A final characteristic is cutters are very passionate, sensitive individuals who feel their emotions in vivid technicolor. God has given them a unique personality and emotional framework that has very sensitive receptors to the soft side of life. Many times those who struggle with cutting are fun to be with, exciting to share struggles with, and often very compassionate with others. This places them on a very steep roller coaster ride. The highs are very high and the lows are almost intolerable! The downside: pain they feel at a high level and don’t know how to deal with it. They may try to tell someone they are hurting, but are blown off because others don’t experience the issue at the same intensity.
So what do you do if like the parents in the opening story, you have discovered someone you care about is cutting? Here are six suggestions.
- Trust. Trust that God loves your loved one even more than you do! He loves to shine light in dark places so that He can bring restoration. Trust in His power, loving-kindness and timing to do what He has promised in your life and your loved one’s life.
- Don’t Panic. My guess is that like the parents above, you would be a bit freaked out. That is normal. Don’t be shocked by your reaction. It is very important to deal with the problem, but do so calmly and not in a panic. Remember, cutting is usually not a suicide attempt, but it is often a cry for help. Your panic could encourage more hiding, aloneness, and be a precursor to more not less cutting.
- Communicate love and care. Tell your loved one that you care about them, that you want to be supportive and that you want to see them get help. Do not scold, rebuke, or preach at this point, simply and clearly let them know you are in their corner and cannot be run away!

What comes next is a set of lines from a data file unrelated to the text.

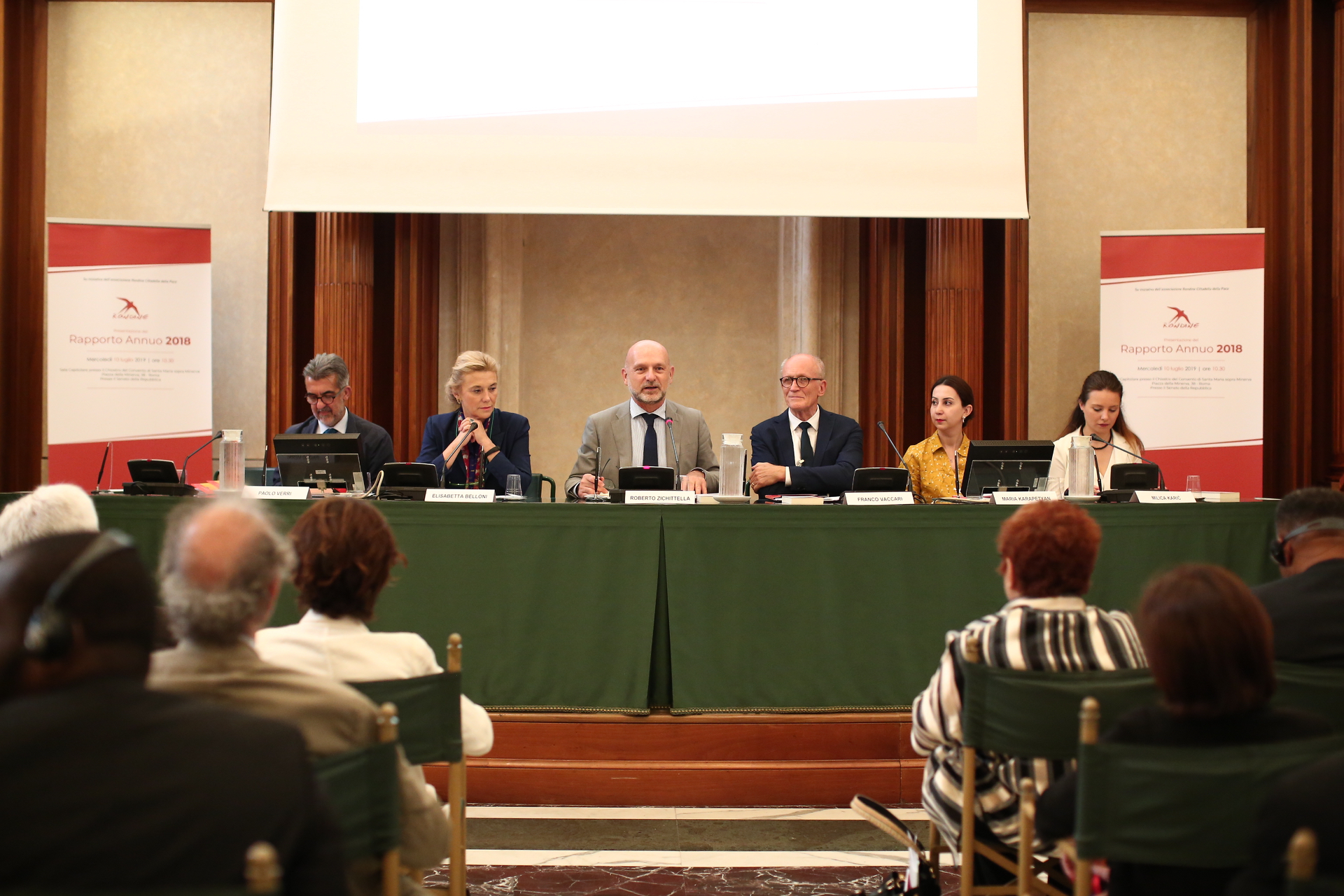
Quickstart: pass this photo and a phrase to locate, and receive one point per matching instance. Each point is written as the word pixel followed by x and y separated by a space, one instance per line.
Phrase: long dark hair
pixel 962 390
pixel 1101 382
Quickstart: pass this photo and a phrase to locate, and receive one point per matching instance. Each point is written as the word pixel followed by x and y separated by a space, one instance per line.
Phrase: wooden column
pixel 23 248
pixel 343 298
pixel 416 332
pixel 955 305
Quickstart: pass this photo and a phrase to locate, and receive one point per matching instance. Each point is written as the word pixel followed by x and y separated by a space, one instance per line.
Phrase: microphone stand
pixel 1161 476
pixel 218 435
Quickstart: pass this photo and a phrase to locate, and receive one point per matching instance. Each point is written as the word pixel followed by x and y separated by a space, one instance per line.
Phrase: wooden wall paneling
pixel 23 248
pixel 1289 171
pixel 343 298
pixel 416 342
pixel 955 305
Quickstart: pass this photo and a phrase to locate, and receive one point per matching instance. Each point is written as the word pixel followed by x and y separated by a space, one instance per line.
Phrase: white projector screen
pixel 847 108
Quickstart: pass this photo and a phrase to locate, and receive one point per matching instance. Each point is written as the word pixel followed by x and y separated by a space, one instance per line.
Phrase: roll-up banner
pixel 1183 328
pixel 128 348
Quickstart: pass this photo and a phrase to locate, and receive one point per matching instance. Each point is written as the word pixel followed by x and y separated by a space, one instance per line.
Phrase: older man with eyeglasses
pixel 806 450
pixel 327 390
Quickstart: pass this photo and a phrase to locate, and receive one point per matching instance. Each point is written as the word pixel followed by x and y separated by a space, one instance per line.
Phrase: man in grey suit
pixel 648 430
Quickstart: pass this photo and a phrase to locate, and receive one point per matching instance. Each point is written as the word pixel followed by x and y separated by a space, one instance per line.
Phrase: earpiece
pixel 48 634
pixel 1276 547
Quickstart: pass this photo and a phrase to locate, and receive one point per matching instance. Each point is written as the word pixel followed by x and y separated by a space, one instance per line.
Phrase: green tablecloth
pixel 729 609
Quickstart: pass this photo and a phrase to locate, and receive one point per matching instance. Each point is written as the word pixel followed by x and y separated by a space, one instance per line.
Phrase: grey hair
pixel 822 365
pixel 52 510
pixel 327 365
pixel 219 614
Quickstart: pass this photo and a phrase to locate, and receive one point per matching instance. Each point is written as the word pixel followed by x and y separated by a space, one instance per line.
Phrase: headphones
pixel 1276 547
pixel 49 634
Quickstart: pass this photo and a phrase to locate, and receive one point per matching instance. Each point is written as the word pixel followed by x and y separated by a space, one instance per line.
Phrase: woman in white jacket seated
pixel 346 552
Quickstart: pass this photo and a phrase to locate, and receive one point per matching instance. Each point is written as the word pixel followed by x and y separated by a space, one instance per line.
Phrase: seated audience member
pixel 806 450
pixel 108 785
pixel 1307 797
pixel 1209 644
pixel 344 558
pixel 52 510
pixel 498 448
pixel 1307 605
pixel 1049 551
pixel 327 390
pixel 222 564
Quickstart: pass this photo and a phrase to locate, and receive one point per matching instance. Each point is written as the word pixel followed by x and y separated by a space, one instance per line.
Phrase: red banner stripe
pixel 1179 254
pixel 94 245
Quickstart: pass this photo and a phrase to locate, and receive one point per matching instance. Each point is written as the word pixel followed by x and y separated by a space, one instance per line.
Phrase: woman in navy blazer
pixel 498 448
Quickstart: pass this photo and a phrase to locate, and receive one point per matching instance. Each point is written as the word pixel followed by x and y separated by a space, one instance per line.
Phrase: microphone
pixel 97 485
pixel 676 479
pixel 1144 460
pixel 218 435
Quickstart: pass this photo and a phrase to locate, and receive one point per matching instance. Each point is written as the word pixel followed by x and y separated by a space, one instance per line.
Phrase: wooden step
pixel 738 760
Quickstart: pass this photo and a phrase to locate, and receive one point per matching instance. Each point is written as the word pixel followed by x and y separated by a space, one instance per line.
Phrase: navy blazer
pixel 838 454
pixel 510 434
pixel 375 445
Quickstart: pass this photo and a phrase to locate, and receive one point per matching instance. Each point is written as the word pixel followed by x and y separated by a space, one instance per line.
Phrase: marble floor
pixel 526 850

- Find a therapist. I recommend finding a good therapist for your loved one. A therapist who is experienced in working with cutters is best. Therapy is often necessary not only to teach the cutter new coping skills, but also to work through the trauma that is at the root of cutting. Therapy also helps to educate the cutter of their sensitive emotional nature so they may see it as a blessing, not a curse, and to teach them to use that gift properly and well. If you are the parent, you should attend sessions as well. This is beneficial. It helps the cutter feel supported, and it will also help you. I know this may sound scary, but the therapist can not only help you know how to best deal with your situation, but also work through any doubts you may be having about your parenting skills.
- You find a therapist. Dealing with a cutter presents unique challenges; seek a counselor who can help you learn to react to your loved one in a new, sensitive and godly way. Even if your loved one will not go to therapy, you should go! Therapy can help you deal with the situation when the person you care about does not want to change.
- Be a friend. This is a time where your loved one really needs a healthy relationship. Listen when they need to talk, open the door to deeper issues, but don’t try to pound down the door. Make sure that you that you remember how to have fun with them! Don’t treat them like a project or a problem. And be patient. This behavior has usually occurred in secret for some time, a few sessions with a therapist will not make it go away. Like addictions, there may be periods of sobriety and then some relapse.